На третьем по счету бое я вяло махнул рукой и пошел к выходу, искать Пащенко. Оказавшийся свидетелем моего откровенного жеста Пермитин Владимир Сергеевич, которого я, собственно, сейчас и вижу в своем кабинете, воспринял мое движение по-своему.
– А что, районным судьям слабо сразиться? Или мы для вас недостаточно подготовлены?

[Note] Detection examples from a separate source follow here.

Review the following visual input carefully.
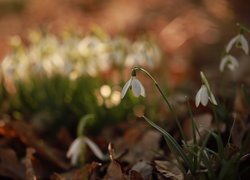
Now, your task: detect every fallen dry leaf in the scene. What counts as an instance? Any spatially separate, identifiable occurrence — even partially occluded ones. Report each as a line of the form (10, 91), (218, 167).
(0, 148), (25, 179)
(130, 161), (153, 179)
(0, 121), (69, 169)
(104, 143), (127, 180)
(24, 148), (37, 180)
(154, 160), (184, 180)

Вне конкурса, Антон Павлович, а?
Я просто ответил, что не хочу участвовать в избиении младенцев. И это вызвало среди милиционеров такую бурю негодования и свиста, что я остановился. Милиционеры не любят судей. Они их считают по меньшей мере предателями. Милиционеры всю свою жизнь и здоровье вкладывают в поиск бандитов, а судьи потом тех отпускают. С данным заявлением я согласен лишь отчасти. Да, продажные судьи есть, и отрицать это бессмысленно. Точно так же, как есть и продажные милиционеры. Но в основном ответственность за такие казусы лежит на самих стражах порядка. Поймать могут. Доказать вину – не всегда.
Я тогда вздохнул и попросил добровольца. Понятно, что вызвался не тот, кому грозило прерывание практики службы в связи с «больничным». Пришлось выйти на ринг и научить юношу уважать возраст и ветеранов бокса. Через две минуты собровец остался лежать на ринге с подвернутыми ногами, а я снимал перчатки. А что делать? Нужно же как-то рядовому судье зарабатывать авторитет у силовых структур! Одними приговорами сыт не будешь... Зато теперь мне достоверно известно, что бойцы СОБРа именуют меня не иначе как Антоныч. Не бог весть, конечно, какая заслуга, зато зримо поубавилось пересмешников. Комментариев после столь короткой схватки не последовало, как не последовало и желания взять реванш. С тех пор, думается, Владимир Сергеевич меня очень хорошо запомнил.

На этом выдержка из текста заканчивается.